Outre qu'il importe de ne pas confondre les normes déclaratives – lois de 2001 et de 2005 – et législatives – loi Gayssot –, il ne me semble pas pertinent d'évoquer une « gayssotisation » sur le plan européen ou français. Cette loi dispose que seront punis ceux qui auront contesté l'existence d'un ou plusieurs crimes contre l'humanité tels que définis par le tribunal militaire international de Nuremberg. Il s'agit en l'occurrence d'une définition très restrictive de ces crimes qui s'inscrit dans le cadre des difficultés juridiques spécifiques de la France à un moment donné de son histoire : comment, en effet, condamner juridiquement les fameux « 60 mots » de la phrase raciste et négationniste de Robert Faurisson selon lesquels « les prétendues chambres à gaz hitlériennes et le prétendu génocide des Juifs forment un seul et même mensonge qui a permis une gigantesque escroquerie politico-financière dont les principaux bénéficiaires sont l'État d'Israël d'une part et le sionisme international d'autre part, et les principales victimes le peuple allemand, mais non pas ses dirigeants, et le peuple palestinien tout entier » ? Le politique, en l'occurrence, a respecté la réserve des juges et est intervenu afin de sanctionner des propos racistes sous le couvert de considérations apparemment historiques. La « décision Mamère » et une distinction aisée entre l'histoire et l'incitation à la haine raciale interdisent me semble-t-il de craindre une éventuelle « gayssotisation ».
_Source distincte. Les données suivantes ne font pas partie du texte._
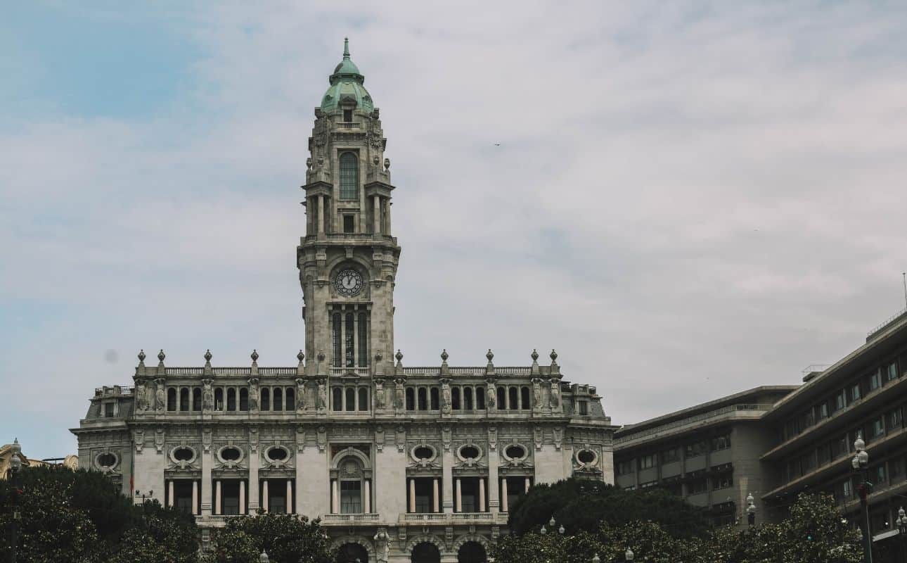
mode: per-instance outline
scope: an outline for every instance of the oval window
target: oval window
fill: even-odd
[[[189,448],[177,448],[173,450],[173,459],[177,461],[191,461],[195,452]]]
[[[226,461],[236,461],[241,456],[239,448],[224,448],[220,450],[220,457]]]
[[[268,459],[272,461],[283,461],[289,457],[289,453],[283,448],[271,448],[268,450]]]
[[[576,454],[576,459],[580,460],[580,463],[592,463],[595,461],[595,452],[590,451],[589,449],[583,449],[580,453]]]
[[[460,455],[465,459],[475,459],[479,457],[479,449],[475,446],[463,446],[460,449]]]
[[[526,455],[526,449],[522,446],[508,446],[504,453],[511,459],[522,459]]]

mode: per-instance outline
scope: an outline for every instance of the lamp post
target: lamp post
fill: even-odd
[[[746,495],[746,523],[750,528],[756,526],[756,499],[753,493]]]
[[[869,452],[866,451],[866,442],[863,441],[863,435],[857,434],[853,440],[853,449],[856,454],[851,459],[851,466],[853,471],[860,474],[863,481],[857,486],[857,492],[860,495],[860,504],[863,506],[863,513],[865,521],[865,546],[863,547],[863,560],[865,563],[873,563],[873,532],[869,528],[869,492],[873,489],[873,483],[869,482],[868,469]]]
[[[894,520],[898,526],[898,539],[901,540],[901,560],[907,563],[907,548],[904,548],[904,536],[907,536],[907,512],[904,508],[898,509],[898,519]]]
[[[22,459],[19,457],[22,455],[22,447],[19,446],[19,439],[13,440],[13,446],[10,448],[10,459],[9,459],[9,471],[12,473],[10,476],[10,488],[12,489],[12,504],[13,504],[13,529],[12,529],[12,542],[13,542],[13,552],[10,554],[10,561],[15,563],[16,549],[19,547],[19,519],[21,518],[19,514],[19,470],[22,469]]]

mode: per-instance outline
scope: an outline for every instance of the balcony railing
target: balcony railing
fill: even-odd
[[[722,407],[721,409],[716,409],[715,410],[709,410],[708,412],[703,412],[702,414],[697,414],[686,419],[675,420],[673,422],[668,422],[667,424],[659,424],[658,426],[654,426],[650,429],[639,430],[638,432],[634,432],[632,429],[629,429],[628,431],[630,433],[614,439],[614,445],[625,444],[634,440],[639,440],[640,438],[645,438],[653,434],[659,434],[666,430],[687,426],[688,424],[692,424],[694,422],[707,420],[730,412],[737,412],[740,410],[771,410],[772,406],[772,403],[745,403],[739,405],[729,405],[727,407]]]

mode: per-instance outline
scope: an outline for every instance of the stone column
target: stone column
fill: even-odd
[[[220,479],[214,481],[214,513],[220,514]]]
[[[325,196],[318,196],[318,234],[325,233]]]
[[[293,514],[293,479],[287,479],[287,514]]]
[[[501,479],[501,511],[508,512],[507,509],[507,478]]]
[[[331,514],[340,513],[340,491],[337,479],[331,479]]]
[[[373,205],[373,207],[375,208],[375,227],[374,227],[374,232],[375,232],[375,234],[381,234],[381,208],[379,207],[381,205],[381,203],[379,202],[380,200],[381,200],[381,198],[379,198],[377,195],[375,195],[375,198],[374,198],[374,200],[375,200],[374,205]]]
[[[463,492],[460,489],[460,478],[456,478],[456,512],[463,512]]]
[[[239,514],[246,513],[246,481],[239,481]]]
[[[438,478],[432,479],[432,511],[441,512],[441,499],[438,498]]]
[[[365,479],[366,481],[366,498],[365,502],[362,503],[362,508],[365,509],[363,512],[366,514],[372,513],[372,481],[370,479]]]
[[[199,481],[192,479],[192,514],[200,514],[199,511]]]
[[[485,479],[479,478],[479,512],[485,511]]]

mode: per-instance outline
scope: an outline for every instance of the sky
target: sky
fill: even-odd
[[[407,366],[553,348],[629,424],[797,383],[904,307],[903,3],[18,3],[0,443],[74,453],[140,349],[295,365],[345,36],[387,137]]]

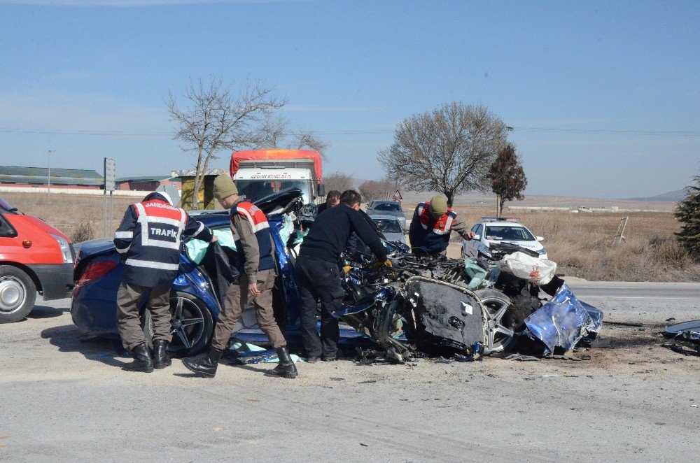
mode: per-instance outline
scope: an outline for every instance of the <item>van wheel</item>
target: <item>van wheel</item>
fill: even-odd
[[[36,301],[36,286],[29,276],[11,265],[0,265],[0,323],[24,318]]]

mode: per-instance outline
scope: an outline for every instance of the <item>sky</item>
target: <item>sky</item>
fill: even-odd
[[[700,173],[698,30],[698,1],[0,0],[0,164],[190,168],[164,97],[214,77],[274,87],[326,173],[382,177],[460,101],[513,127],[526,194],[653,196]]]

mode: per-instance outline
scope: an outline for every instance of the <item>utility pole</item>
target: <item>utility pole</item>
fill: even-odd
[[[51,194],[51,153],[56,152],[55,150],[49,150],[46,152],[48,155],[48,194]]]

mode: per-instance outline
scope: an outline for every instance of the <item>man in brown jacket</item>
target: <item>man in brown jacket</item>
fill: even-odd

La directive de l'Union européenne consacrée à la lutte contre le racisme constitue quant à elle une norme satisfaisante permettant de protéger la mémoire.
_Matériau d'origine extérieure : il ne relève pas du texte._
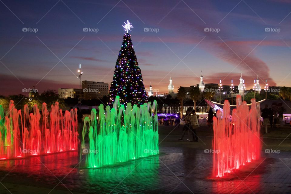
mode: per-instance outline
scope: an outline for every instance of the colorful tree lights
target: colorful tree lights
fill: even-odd
[[[127,32],[130,30],[130,28],[132,27],[131,23],[129,23],[128,25],[125,23],[125,30]],[[140,105],[147,102],[140,69],[133,50],[130,35],[127,32],[123,36],[123,42],[115,65],[109,92],[110,105],[112,106],[115,97],[118,95],[120,97],[120,102],[125,105],[128,102]]]

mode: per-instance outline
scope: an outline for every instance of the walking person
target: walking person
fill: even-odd
[[[263,122],[264,123],[264,125],[265,126],[265,132],[266,133],[268,133],[268,122],[269,120],[269,111],[268,108],[268,105],[266,104],[265,106],[265,108],[261,111],[262,115],[261,116],[263,118]]]
[[[279,124],[280,124],[280,127],[283,127],[284,124],[283,122],[283,114],[284,113],[284,108],[281,107],[281,108],[279,110],[279,115],[278,117],[279,117]]]
[[[181,121],[180,121],[180,118],[179,117],[176,118],[176,120],[175,120],[175,126],[178,126],[178,128],[180,128],[180,124]]]
[[[79,107],[77,108],[77,117],[78,121],[78,133],[79,134],[81,134],[81,132],[83,130],[83,123],[82,121],[82,119],[83,119],[83,114]]]
[[[198,137],[196,134],[196,129],[199,126],[198,115],[196,114],[195,110],[191,112],[191,129],[192,139],[191,142],[198,142]]]
[[[207,125],[209,127],[212,126],[212,121],[213,119],[213,113],[212,109],[210,108],[206,113],[208,113],[208,119],[207,121]]]
[[[270,125],[271,128],[273,127],[273,117],[274,115],[274,112],[271,108],[269,108],[269,122],[270,122]]]
[[[189,130],[191,130],[191,128],[192,127],[191,126],[191,114],[190,114],[190,111],[189,110],[187,110],[186,111],[186,116],[183,119],[185,125],[183,128],[182,137],[181,139],[179,139],[178,140],[183,141],[184,139],[183,139],[183,138],[185,135],[185,134],[186,132],[188,132]],[[190,140],[189,139],[187,139],[187,141],[189,141]]]
[[[273,123],[273,126],[274,128],[276,128],[276,124],[277,123],[277,121],[278,119],[278,112],[275,111],[274,113],[274,122]]]

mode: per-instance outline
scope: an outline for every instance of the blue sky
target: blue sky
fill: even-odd
[[[110,83],[127,19],[146,88],[166,92],[171,74],[175,91],[196,85],[201,70],[205,83],[238,84],[242,72],[249,88],[257,74],[262,85],[291,86],[290,1],[2,2],[2,95],[77,88],[79,63],[83,80]]]

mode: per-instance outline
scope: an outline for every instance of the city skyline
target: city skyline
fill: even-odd
[[[248,89],[257,74],[261,86],[291,86],[289,2],[151,2],[3,1],[1,94],[78,88],[80,63],[82,80],[110,84],[128,19],[146,88],[167,93],[172,74],[176,92],[201,70],[206,83],[237,85],[241,72]]]

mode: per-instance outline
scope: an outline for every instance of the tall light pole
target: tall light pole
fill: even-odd
[[[255,83],[255,84],[254,85],[254,86],[253,86],[253,88],[254,89],[254,96],[255,99],[256,99],[256,89],[257,88],[257,85],[256,83],[256,79],[255,79],[254,81],[254,83]]]
[[[269,88],[269,86],[267,83],[267,80],[266,80],[266,85],[265,86],[265,93],[266,93],[266,99],[267,99],[267,91]]]
[[[221,90],[222,90],[222,84],[221,84],[221,80],[219,80],[219,86],[218,88],[219,88],[219,92],[220,94],[220,98],[219,99],[219,103],[221,103]]]
[[[79,66],[79,69],[78,70],[78,72],[79,72],[79,75],[77,77],[80,81],[80,86],[79,87],[79,107],[80,109],[80,111],[81,111],[81,76],[83,74],[83,72],[81,71],[81,64],[80,64]]]
[[[242,101],[244,101],[245,100],[245,90],[246,87],[244,83],[244,79],[242,80],[242,83],[243,83],[243,84],[242,85]]]
[[[232,90],[233,90],[233,88],[234,86],[233,86],[233,84],[232,83],[232,80],[231,80],[231,85],[230,85],[230,95],[231,95],[231,105],[232,105],[232,97],[233,95],[232,94],[233,92]]]

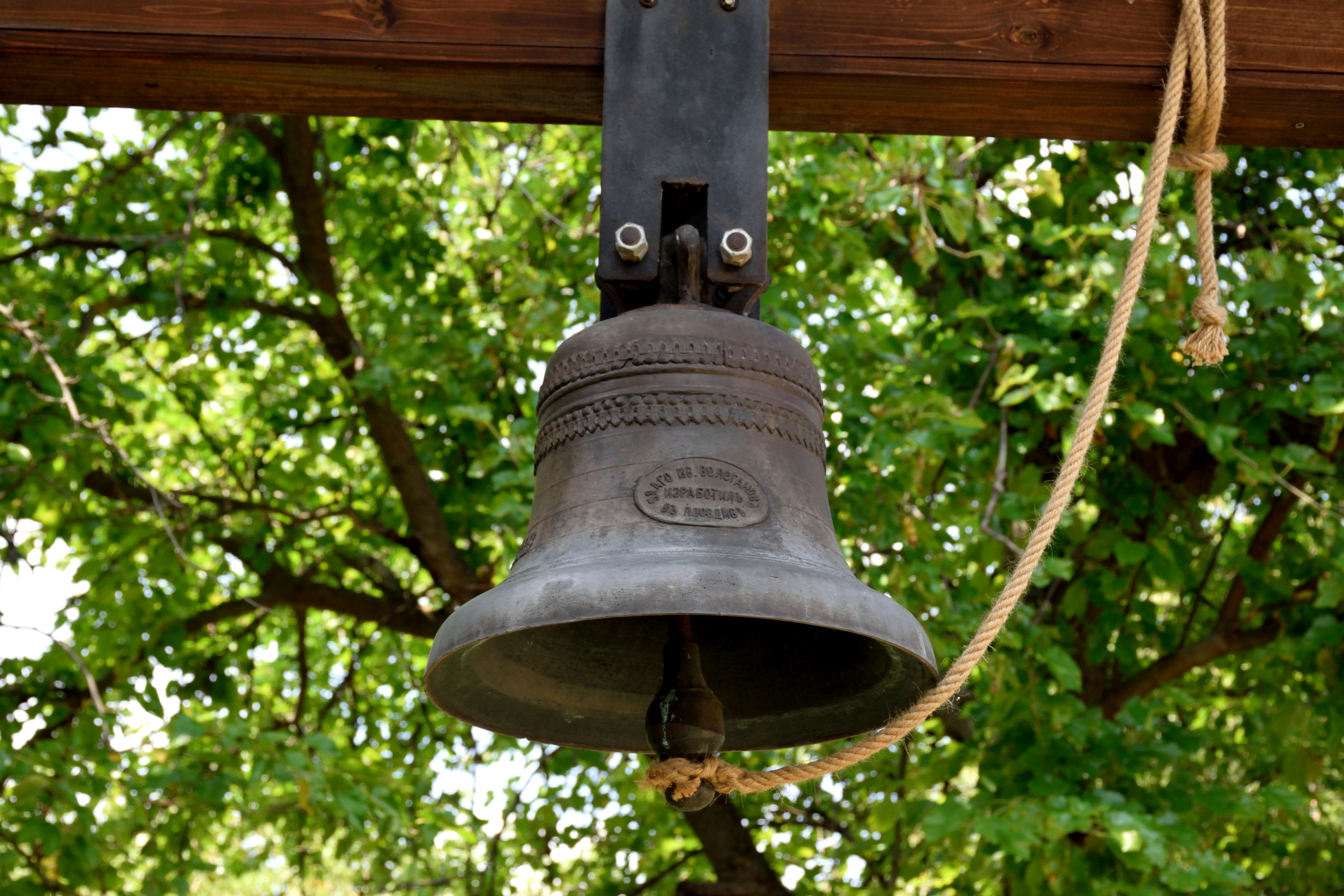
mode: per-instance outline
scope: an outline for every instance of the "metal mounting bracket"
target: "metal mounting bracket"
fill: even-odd
[[[769,50],[769,0],[607,0],[603,320],[679,301],[759,317]]]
J'ai par ailleurs été très sensible à l'argumentation de M. Hoog. Le « devoir de mémoire » ne relève pas seulement de la conservation des données historiques : il concerne également la nécessaire hiérarchisation des événements et le respect de la vérité historique. L'essentiel est de déterminer les valeurs essentielles et donc constitutionnelles que nous souhaitons défendre sur un plan national, européen et mondial.